As we climb the vegetation thins and rock takes its place. Gone is the thick mossy bed we’ve strode across for most of the evening. It becomes clear that comfortable campsites are few and far between. The higher we go the fewer there will be. We decide to take a break and prepare this evenings meal before moving on to find a bed. We cross a fast flowing stream and put down our bags. The mood is relaxed and we soak in the long views of distant ranges to the west as a pan of soup heats on the stove. It’s still light and the sun shines but a chill wind picks up and suddenly it feels ten degrees colder. I’ve been walking in a short sleeved shirt but now I find myself donning a fleece and shell. A reminder of where we are. Hot soup fortified with pasta and sausage is a welcome, warming meal. A second course of rice pudding sets us up for the night. Fed and watered we wash the pots, pack up and move on. Meandering along just above the 1200m contour we find a series of reentrants offering some shelter from the wind and a softer lie. Under different circumstances it seems these spots might be wet. Tonight they are dry and are highly likely to stay so. We spread out and each man seeks out a suitable space. Bivvy bags, sleeping bags and mats appear from each rucksack.

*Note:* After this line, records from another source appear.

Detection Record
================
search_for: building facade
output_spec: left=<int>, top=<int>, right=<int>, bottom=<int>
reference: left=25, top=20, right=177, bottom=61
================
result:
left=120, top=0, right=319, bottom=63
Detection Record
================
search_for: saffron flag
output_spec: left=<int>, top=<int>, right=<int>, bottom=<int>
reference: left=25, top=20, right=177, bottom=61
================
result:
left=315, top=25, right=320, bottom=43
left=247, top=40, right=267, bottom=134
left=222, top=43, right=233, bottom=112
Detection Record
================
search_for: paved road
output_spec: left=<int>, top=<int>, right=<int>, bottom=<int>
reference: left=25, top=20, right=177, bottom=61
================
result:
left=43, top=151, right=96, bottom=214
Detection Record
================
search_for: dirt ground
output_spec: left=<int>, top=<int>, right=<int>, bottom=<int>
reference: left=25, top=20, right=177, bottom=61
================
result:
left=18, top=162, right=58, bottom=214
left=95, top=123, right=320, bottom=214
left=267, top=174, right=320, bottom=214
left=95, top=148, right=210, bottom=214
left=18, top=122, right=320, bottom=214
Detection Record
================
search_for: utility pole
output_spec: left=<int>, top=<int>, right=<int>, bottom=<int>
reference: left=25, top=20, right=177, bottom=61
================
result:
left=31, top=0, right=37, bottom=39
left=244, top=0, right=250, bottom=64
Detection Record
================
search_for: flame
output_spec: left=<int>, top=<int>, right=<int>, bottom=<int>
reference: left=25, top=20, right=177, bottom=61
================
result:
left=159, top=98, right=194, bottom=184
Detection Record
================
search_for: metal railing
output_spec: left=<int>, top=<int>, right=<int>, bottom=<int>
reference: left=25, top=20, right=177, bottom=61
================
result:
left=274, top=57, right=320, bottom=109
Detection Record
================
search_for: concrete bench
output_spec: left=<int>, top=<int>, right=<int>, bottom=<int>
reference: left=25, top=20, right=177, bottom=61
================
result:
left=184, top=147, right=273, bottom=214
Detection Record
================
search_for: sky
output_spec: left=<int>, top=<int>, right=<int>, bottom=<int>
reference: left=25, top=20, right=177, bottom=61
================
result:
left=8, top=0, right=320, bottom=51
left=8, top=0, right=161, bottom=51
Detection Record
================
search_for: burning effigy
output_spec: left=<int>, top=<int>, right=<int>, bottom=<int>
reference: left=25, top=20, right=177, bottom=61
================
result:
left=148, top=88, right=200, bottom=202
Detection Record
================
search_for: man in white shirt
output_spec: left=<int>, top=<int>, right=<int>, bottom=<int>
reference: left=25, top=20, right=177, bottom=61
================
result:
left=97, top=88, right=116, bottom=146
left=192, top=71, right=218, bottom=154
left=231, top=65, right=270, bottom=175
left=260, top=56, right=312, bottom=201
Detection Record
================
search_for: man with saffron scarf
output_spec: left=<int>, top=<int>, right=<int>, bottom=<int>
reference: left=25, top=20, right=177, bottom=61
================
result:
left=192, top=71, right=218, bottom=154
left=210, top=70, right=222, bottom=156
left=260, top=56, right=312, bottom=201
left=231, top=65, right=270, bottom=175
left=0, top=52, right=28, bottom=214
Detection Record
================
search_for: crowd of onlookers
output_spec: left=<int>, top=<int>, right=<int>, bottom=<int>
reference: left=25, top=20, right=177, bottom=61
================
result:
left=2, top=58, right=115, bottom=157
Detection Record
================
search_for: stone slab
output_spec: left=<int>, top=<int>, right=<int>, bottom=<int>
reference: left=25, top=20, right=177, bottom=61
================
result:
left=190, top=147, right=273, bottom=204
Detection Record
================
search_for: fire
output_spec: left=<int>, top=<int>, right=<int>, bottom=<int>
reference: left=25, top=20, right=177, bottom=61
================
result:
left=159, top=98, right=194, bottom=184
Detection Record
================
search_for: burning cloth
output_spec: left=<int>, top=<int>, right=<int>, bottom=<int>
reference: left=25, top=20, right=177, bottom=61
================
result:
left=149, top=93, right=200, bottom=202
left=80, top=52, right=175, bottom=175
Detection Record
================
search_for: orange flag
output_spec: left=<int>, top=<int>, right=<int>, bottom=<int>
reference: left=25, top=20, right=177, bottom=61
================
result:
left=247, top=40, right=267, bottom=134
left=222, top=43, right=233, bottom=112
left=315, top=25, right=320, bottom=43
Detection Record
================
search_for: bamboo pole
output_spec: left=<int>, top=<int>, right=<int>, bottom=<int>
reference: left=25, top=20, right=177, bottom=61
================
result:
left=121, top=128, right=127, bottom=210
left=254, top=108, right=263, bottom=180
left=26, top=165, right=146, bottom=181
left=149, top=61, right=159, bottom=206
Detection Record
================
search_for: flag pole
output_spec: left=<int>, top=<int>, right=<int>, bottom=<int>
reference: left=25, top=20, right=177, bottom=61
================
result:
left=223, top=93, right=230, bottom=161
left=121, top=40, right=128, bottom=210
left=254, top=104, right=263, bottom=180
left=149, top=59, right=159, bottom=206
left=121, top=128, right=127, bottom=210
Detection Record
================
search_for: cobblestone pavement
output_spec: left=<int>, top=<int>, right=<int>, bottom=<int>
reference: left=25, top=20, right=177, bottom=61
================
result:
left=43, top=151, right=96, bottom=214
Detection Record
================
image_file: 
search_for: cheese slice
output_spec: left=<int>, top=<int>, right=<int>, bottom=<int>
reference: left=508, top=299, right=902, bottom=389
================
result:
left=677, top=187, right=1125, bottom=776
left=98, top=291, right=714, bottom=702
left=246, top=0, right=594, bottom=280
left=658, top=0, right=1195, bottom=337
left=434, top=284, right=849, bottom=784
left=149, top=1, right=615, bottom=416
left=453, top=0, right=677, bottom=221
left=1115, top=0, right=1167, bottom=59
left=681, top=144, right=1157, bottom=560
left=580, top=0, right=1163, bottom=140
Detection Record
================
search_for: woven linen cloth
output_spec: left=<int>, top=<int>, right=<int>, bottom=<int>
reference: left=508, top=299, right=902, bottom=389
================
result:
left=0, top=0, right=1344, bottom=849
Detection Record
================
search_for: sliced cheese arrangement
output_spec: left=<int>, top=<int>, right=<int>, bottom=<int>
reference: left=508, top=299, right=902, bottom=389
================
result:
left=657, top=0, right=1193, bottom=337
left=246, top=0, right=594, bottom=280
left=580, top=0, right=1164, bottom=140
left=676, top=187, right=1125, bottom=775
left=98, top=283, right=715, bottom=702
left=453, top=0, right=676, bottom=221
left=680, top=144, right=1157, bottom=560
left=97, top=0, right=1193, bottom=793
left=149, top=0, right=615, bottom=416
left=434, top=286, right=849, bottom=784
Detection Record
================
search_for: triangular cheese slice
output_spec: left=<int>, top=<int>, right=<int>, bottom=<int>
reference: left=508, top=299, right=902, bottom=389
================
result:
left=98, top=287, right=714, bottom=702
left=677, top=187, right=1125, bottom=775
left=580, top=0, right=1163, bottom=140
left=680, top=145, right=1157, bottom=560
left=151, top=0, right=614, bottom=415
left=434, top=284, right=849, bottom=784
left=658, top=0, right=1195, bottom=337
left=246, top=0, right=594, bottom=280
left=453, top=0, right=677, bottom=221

Before long my bed is made. I’m not fully out of the wind but as compensation I have a room with and endless view. What’s more, I hope that the wind will keep the bugs at bay. In any case it’s not cold. It seems highly unlikely that the frost promised by the Norwegian weather service will show up. After taking a last stroll to the east, just far enough to sneek a view of the Rondvasshogde and take a last photograph, I return to my bivvy, and wriggle inside. It’s now gone 11:00pm and its still light. I lie looking at the view, feeling privelaged and smug. Privelaged to be here in Norway, smug because I'm here under such conditions that I can lie out without a shelter. Thats the best sort of camp there is! I hand onto that thought until sleep finds me.